Re: Pre-proposal: unicode normalized text

From: Jeff Davis <pgsql(at)j-davis(dot)com>
To: Robert Haas <robertmhaas(at)gmail(dot)com>
Cc: Peter Eisentraut <peter(at)eisentraut(dot)org>, pgsql-hackers(at)postgresql(dot)org
Subject: Re: Pre-proposal: unicode normalized text
Date: 2023-10-04 20:15:03
Message-ID: e6bc7d2b5eb169b986d432f2177c995fd6c02748.camel@j-davis.com
Views: Raw Message | Whole Thread | Download mbox | Resend email
Thread:
Lists: pgsql-hackers

On Wed, 2023-10-04 at 13:16 -0400, Robert Haas wrote:
> any byte sequence at all is accepted when you try to
> put values into the database.

We support SQL_ASCII, which allows something similar.

> At any rate, if we were to go in the direction of rejecting code
> points that aren't yet assigned, or aren't yet known to the collation
> library, that's another way for data loading to fail.

A failure during data loading is either a feature or a bug, depending
on whether you are the one loading the data or the one trying to make
sense of it later ;-)

> Which feels like
> very defensible behavior, but not what everyone wants, or is used to.
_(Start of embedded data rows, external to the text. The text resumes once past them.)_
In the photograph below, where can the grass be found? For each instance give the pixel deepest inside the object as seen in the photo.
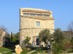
(5, 50)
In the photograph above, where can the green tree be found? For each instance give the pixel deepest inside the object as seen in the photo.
(44, 35)
(58, 38)
(72, 44)
(26, 41)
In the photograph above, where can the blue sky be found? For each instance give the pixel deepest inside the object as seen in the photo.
(9, 12)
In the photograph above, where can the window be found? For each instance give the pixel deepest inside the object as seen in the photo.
(26, 14)
(32, 14)
(46, 15)
(39, 14)
(37, 23)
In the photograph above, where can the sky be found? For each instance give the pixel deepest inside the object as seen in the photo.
(9, 12)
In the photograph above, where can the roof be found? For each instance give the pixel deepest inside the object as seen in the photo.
(36, 9)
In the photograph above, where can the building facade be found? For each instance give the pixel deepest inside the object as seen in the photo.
(33, 21)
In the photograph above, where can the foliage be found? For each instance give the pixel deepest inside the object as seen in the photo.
(44, 35)
(14, 37)
(5, 51)
(72, 44)
(58, 38)
(25, 42)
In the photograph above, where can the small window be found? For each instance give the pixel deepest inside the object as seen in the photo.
(46, 15)
(32, 14)
(37, 23)
(39, 14)
(26, 14)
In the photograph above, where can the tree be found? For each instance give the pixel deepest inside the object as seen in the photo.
(2, 35)
(58, 38)
(44, 35)
(25, 42)
(70, 29)
(71, 44)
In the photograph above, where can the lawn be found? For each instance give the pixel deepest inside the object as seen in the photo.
(5, 50)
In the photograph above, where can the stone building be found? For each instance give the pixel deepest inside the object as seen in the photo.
(32, 21)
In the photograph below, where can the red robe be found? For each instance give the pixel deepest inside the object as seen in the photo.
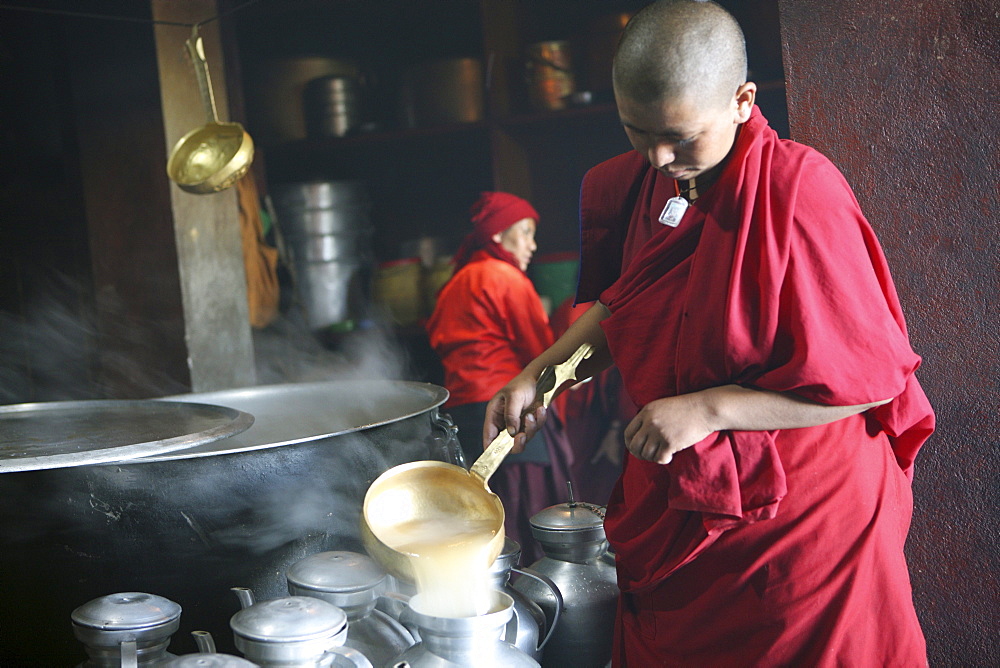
(487, 325)
(759, 548)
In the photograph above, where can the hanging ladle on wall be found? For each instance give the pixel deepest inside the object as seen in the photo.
(216, 155)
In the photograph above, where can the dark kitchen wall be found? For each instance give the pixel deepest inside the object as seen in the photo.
(903, 97)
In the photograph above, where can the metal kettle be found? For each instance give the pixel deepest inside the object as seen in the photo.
(293, 632)
(126, 630)
(353, 583)
(454, 642)
(578, 562)
(528, 624)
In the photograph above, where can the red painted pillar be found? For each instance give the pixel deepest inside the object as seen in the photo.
(903, 97)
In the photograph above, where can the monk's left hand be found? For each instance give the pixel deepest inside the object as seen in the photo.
(666, 426)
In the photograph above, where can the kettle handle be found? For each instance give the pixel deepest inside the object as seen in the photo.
(555, 593)
(348, 657)
(129, 654)
(446, 444)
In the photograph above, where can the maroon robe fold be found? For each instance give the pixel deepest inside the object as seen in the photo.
(759, 548)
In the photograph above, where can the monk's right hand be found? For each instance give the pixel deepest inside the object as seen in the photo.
(515, 409)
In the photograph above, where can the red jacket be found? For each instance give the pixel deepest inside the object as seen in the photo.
(487, 325)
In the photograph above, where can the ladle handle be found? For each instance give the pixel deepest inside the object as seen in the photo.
(549, 381)
(490, 460)
(196, 49)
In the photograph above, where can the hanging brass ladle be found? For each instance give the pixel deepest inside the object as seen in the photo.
(216, 155)
(434, 492)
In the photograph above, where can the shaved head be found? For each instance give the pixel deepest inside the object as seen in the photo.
(681, 49)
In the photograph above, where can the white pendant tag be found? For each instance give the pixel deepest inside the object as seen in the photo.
(674, 211)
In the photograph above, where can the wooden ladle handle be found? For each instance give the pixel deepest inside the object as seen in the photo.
(196, 49)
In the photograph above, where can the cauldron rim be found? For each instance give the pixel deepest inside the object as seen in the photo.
(432, 396)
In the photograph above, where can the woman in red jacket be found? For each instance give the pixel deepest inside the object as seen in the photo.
(489, 323)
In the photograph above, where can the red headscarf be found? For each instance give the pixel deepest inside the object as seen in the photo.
(493, 212)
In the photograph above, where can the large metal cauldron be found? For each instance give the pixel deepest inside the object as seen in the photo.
(189, 525)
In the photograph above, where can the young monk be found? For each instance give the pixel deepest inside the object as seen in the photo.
(761, 514)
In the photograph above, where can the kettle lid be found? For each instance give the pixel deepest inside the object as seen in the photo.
(289, 619)
(339, 572)
(571, 516)
(207, 661)
(126, 611)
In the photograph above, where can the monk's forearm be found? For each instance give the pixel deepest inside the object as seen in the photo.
(745, 409)
(586, 329)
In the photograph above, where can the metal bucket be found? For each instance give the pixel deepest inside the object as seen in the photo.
(332, 106)
(327, 227)
(189, 525)
(440, 92)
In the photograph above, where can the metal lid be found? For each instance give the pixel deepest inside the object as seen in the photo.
(508, 558)
(569, 517)
(76, 433)
(337, 572)
(207, 661)
(289, 619)
(126, 611)
(569, 522)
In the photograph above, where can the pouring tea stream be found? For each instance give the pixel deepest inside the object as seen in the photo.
(441, 526)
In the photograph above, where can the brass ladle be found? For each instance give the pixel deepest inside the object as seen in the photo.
(216, 155)
(428, 491)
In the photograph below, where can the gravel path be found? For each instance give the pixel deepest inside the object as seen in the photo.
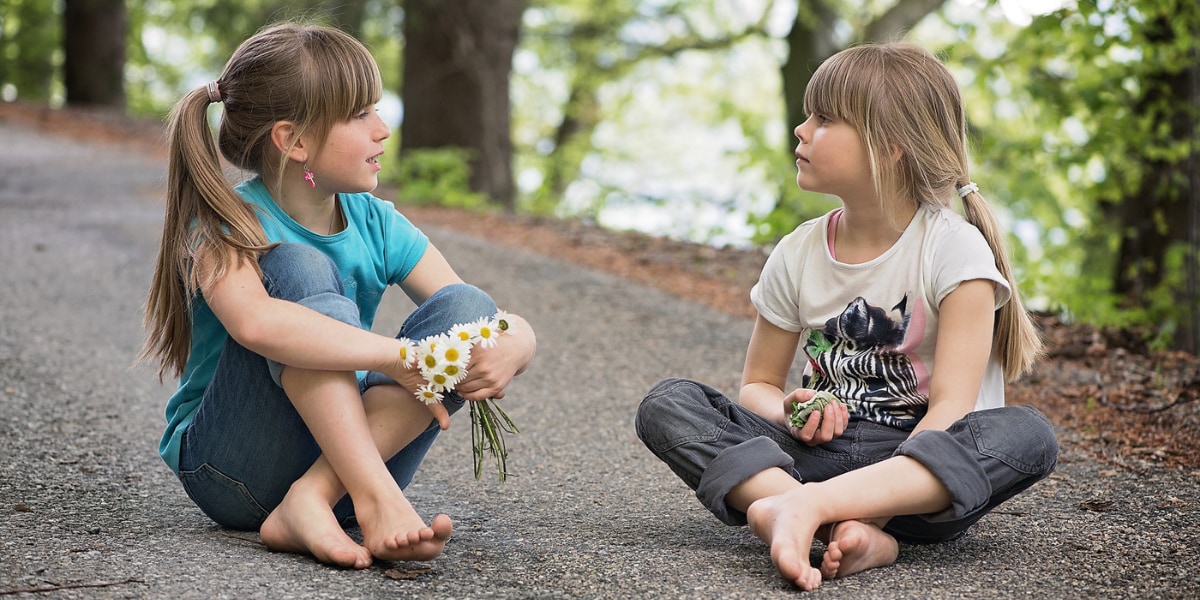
(88, 510)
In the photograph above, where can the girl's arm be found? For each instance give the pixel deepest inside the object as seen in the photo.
(768, 360)
(964, 346)
(292, 334)
(765, 375)
(491, 370)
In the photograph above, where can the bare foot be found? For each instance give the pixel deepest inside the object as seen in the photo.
(305, 525)
(397, 533)
(787, 525)
(856, 546)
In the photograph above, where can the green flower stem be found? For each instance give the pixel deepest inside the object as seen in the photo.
(489, 424)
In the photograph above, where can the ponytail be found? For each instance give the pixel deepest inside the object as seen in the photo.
(204, 216)
(1018, 341)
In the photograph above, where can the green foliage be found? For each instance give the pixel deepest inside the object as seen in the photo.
(436, 177)
(1071, 125)
(30, 51)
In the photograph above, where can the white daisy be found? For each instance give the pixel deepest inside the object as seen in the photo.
(453, 352)
(426, 352)
(427, 395)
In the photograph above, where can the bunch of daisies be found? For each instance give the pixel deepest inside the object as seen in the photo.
(443, 361)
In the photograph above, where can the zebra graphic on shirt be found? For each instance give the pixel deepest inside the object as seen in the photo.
(856, 358)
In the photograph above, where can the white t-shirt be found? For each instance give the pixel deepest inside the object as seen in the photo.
(869, 330)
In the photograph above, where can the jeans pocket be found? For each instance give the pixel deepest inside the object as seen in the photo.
(665, 423)
(1019, 436)
(222, 498)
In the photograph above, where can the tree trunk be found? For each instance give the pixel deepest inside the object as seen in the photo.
(457, 60)
(1159, 215)
(94, 34)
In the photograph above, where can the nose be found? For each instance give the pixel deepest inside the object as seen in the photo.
(801, 131)
(383, 130)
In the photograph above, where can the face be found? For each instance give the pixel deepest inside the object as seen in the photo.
(831, 157)
(349, 160)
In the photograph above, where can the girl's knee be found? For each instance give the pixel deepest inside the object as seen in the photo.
(465, 299)
(293, 271)
(675, 409)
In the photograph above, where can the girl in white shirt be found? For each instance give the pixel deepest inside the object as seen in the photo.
(875, 294)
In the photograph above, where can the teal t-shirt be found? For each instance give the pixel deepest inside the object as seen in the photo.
(377, 249)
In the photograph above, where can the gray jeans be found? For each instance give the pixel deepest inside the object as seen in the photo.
(715, 444)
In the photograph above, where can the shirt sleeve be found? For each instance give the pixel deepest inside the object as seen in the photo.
(963, 255)
(405, 244)
(777, 294)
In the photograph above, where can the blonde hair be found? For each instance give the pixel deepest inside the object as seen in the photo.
(311, 76)
(900, 97)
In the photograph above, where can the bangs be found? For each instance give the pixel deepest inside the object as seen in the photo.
(840, 89)
(341, 78)
(353, 87)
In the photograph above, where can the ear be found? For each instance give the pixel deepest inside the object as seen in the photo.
(287, 142)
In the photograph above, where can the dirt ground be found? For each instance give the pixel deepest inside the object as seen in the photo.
(1113, 397)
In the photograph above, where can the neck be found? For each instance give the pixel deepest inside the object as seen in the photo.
(312, 208)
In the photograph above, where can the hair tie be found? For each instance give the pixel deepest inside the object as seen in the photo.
(214, 91)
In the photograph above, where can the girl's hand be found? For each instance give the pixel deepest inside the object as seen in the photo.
(822, 426)
(490, 371)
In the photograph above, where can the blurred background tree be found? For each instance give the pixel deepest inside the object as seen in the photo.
(675, 117)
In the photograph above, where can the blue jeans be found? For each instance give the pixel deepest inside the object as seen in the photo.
(247, 444)
(715, 444)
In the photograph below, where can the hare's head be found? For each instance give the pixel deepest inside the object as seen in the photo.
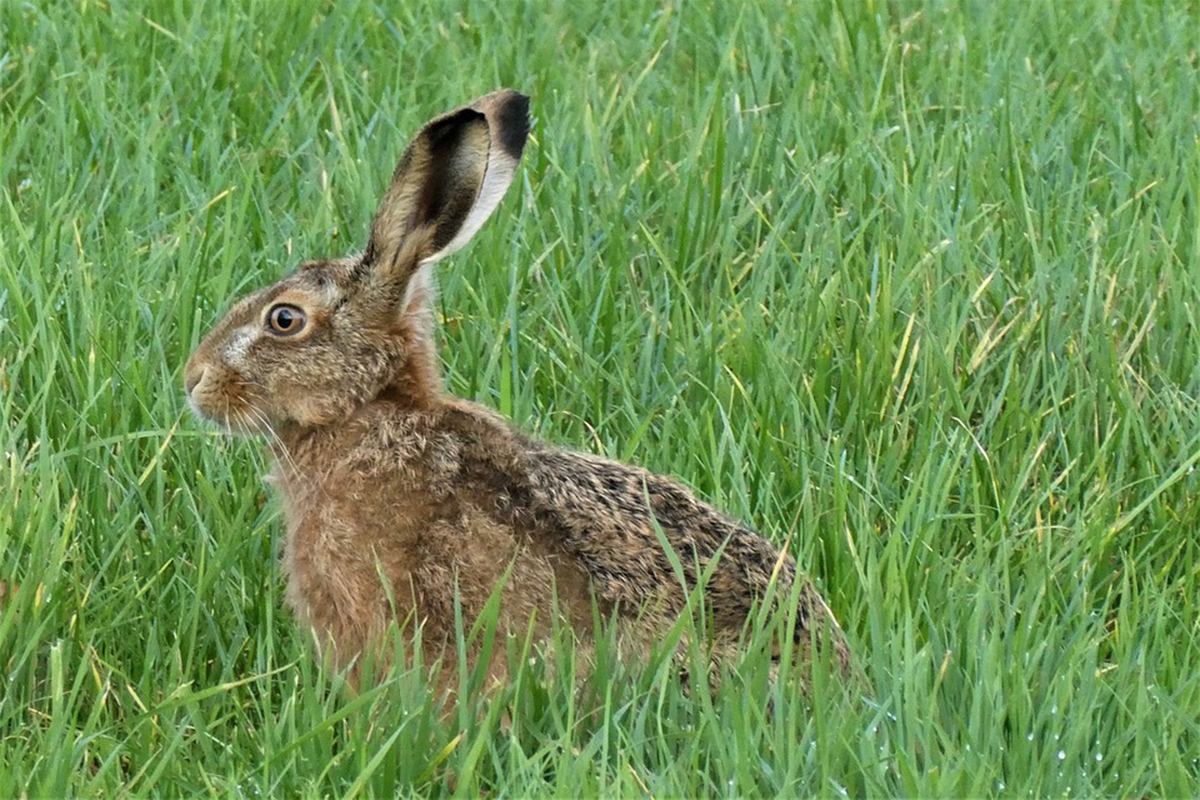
(337, 334)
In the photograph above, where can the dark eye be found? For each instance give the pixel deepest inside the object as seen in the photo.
(286, 320)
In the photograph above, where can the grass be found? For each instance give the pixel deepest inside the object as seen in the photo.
(915, 286)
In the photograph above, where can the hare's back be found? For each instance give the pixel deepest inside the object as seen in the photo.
(613, 519)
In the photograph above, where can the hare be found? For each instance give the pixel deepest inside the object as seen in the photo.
(399, 498)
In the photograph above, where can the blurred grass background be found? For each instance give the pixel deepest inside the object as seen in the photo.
(912, 286)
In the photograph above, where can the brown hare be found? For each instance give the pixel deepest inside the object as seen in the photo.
(400, 498)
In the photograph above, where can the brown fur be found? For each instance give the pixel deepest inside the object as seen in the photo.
(397, 495)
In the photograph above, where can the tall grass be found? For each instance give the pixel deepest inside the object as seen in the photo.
(912, 287)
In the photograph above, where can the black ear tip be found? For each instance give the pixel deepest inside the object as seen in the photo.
(513, 122)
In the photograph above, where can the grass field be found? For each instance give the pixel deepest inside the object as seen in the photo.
(912, 287)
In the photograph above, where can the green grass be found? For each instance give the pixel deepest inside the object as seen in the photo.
(916, 287)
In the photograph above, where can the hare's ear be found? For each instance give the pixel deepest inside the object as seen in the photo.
(447, 185)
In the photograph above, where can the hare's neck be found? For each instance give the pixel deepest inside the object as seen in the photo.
(417, 380)
(292, 452)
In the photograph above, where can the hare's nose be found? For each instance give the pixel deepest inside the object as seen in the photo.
(193, 378)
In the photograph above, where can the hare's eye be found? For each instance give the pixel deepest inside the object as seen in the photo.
(286, 320)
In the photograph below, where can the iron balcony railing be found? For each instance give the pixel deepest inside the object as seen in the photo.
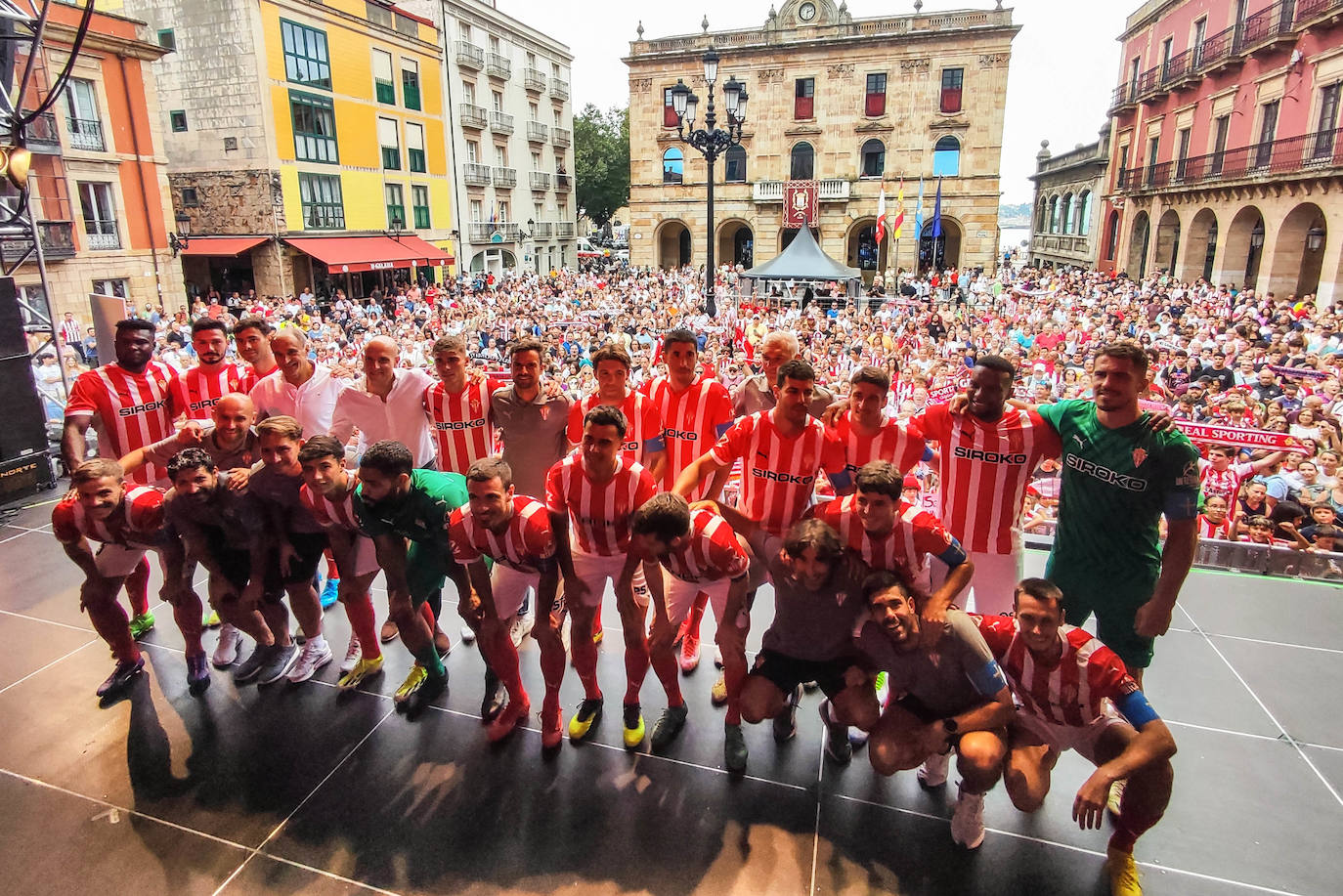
(1304, 153)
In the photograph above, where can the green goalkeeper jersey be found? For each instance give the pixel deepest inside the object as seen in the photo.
(1116, 484)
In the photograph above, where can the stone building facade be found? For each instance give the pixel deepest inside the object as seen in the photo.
(851, 104)
(1066, 207)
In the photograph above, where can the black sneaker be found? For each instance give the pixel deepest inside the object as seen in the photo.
(119, 677)
(786, 723)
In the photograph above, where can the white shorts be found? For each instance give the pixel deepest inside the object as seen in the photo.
(679, 595)
(115, 560)
(991, 587)
(1063, 738)
(596, 570)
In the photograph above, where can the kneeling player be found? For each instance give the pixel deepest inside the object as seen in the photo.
(1105, 717)
(954, 698)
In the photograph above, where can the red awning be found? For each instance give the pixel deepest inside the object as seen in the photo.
(354, 254)
(222, 246)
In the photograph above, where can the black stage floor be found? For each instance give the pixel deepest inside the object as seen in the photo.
(301, 790)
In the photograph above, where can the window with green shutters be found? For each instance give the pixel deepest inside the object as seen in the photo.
(315, 128)
(419, 204)
(323, 204)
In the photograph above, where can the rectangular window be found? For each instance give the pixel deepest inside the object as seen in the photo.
(383, 85)
(410, 83)
(323, 204)
(419, 204)
(875, 101)
(952, 81)
(803, 99)
(415, 147)
(315, 128)
(306, 60)
(390, 143)
(395, 206)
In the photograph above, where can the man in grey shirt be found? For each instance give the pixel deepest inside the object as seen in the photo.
(531, 425)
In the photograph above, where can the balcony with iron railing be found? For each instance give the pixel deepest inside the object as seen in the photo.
(1321, 152)
(498, 66)
(534, 79)
(469, 56)
(476, 175)
(473, 115)
(85, 133)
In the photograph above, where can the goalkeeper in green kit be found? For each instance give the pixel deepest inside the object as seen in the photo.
(1119, 479)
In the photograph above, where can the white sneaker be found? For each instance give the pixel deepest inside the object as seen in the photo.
(226, 652)
(933, 771)
(967, 824)
(352, 656)
(313, 657)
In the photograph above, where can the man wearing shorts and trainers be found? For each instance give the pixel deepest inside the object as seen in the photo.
(1074, 694)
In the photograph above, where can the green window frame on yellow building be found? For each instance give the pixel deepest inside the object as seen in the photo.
(315, 128)
(306, 56)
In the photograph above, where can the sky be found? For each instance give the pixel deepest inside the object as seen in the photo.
(1063, 64)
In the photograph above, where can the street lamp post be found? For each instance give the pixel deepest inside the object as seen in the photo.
(711, 142)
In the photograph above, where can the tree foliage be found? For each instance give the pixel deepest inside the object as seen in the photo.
(602, 161)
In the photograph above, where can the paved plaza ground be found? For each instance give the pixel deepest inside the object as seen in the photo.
(300, 789)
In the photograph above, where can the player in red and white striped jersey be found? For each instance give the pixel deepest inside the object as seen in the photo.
(130, 402)
(458, 408)
(591, 494)
(1074, 694)
(643, 443)
(699, 554)
(514, 533)
(782, 450)
(327, 493)
(199, 390)
(128, 522)
(1218, 476)
(986, 458)
(865, 432)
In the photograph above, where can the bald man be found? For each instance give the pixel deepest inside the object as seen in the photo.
(304, 390)
(387, 404)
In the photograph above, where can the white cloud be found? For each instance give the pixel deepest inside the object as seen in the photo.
(1063, 66)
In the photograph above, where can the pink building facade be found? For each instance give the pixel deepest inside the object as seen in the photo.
(1227, 154)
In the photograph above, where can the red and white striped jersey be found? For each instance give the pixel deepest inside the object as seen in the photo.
(692, 422)
(1224, 485)
(1069, 692)
(892, 443)
(643, 433)
(129, 410)
(332, 515)
(460, 422)
(139, 520)
(778, 474)
(599, 513)
(984, 469)
(197, 391)
(523, 545)
(711, 552)
(903, 549)
(1209, 530)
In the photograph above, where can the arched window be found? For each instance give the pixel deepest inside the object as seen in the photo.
(735, 169)
(673, 165)
(873, 158)
(945, 157)
(803, 163)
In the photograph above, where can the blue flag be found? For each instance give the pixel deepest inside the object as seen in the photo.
(936, 212)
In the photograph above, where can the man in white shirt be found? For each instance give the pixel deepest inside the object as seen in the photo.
(387, 404)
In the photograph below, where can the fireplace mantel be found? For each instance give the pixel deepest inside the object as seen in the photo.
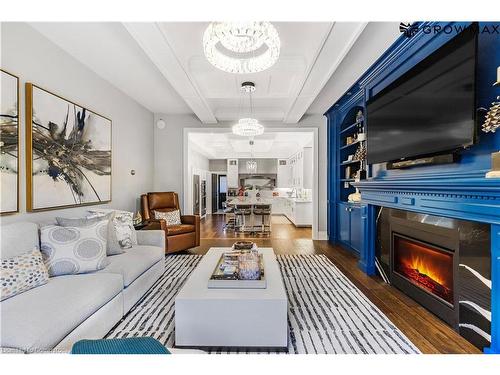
(475, 199)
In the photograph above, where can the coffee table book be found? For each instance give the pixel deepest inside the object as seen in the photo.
(219, 280)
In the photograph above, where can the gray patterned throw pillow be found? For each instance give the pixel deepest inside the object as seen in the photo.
(74, 250)
(171, 217)
(113, 246)
(21, 273)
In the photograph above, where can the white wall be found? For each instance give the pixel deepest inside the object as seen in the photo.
(375, 39)
(32, 57)
(169, 153)
(197, 164)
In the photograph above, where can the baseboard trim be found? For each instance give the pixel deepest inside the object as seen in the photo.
(321, 236)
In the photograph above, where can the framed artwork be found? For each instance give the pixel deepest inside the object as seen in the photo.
(9, 142)
(68, 153)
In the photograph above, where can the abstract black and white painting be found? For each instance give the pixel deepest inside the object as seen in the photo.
(9, 142)
(70, 151)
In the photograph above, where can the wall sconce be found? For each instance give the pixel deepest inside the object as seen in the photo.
(160, 124)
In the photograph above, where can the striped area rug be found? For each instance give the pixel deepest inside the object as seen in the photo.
(327, 313)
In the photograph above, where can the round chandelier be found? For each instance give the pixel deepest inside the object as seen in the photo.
(241, 47)
(248, 127)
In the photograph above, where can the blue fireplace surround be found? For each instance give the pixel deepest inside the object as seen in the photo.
(457, 190)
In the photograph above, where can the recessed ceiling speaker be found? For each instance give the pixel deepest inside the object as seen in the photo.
(160, 124)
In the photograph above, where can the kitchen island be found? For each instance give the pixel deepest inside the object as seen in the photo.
(252, 221)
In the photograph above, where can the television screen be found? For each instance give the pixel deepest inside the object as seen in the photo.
(428, 110)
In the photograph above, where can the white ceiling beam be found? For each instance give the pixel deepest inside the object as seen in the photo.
(336, 46)
(154, 43)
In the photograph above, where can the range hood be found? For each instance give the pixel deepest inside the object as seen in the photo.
(260, 181)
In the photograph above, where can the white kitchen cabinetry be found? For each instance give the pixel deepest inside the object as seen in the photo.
(299, 212)
(232, 173)
(284, 174)
(301, 165)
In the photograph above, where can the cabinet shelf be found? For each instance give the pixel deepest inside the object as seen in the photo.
(349, 128)
(350, 162)
(349, 145)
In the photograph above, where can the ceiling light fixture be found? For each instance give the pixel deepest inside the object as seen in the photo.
(247, 126)
(241, 47)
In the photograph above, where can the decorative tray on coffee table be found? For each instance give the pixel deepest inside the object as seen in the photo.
(230, 279)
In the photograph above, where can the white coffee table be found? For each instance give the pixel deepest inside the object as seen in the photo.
(231, 317)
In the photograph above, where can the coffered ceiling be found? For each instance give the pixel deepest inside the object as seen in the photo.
(163, 67)
(279, 145)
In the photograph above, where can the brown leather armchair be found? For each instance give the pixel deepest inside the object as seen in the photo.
(177, 237)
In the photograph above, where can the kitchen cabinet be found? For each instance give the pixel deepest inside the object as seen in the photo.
(298, 211)
(284, 174)
(301, 165)
(350, 226)
(232, 173)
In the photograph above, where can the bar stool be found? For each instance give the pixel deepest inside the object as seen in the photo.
(264, 211)
(241, 211)
(229, 217)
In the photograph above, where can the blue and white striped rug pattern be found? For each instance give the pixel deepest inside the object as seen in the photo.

Yeah, there are many reasons someone might want to accept unassigned
code points. An obvious one is if their application is on a newer
version of unicode where the codepoint *is* assigned.

>
> The fact that there are multiple types of normalization and multiple
> notions of equality doesn't make this easier.

NFC is really the only one that makes sense.

NFD is semantically the same as NFC, but expanded into a larger
representation. NFKC/NFKD are based on a more relaxed notion of
equality -- kind of like non-deterministic collations. These other
forms might make sense in certain cases, but not general use.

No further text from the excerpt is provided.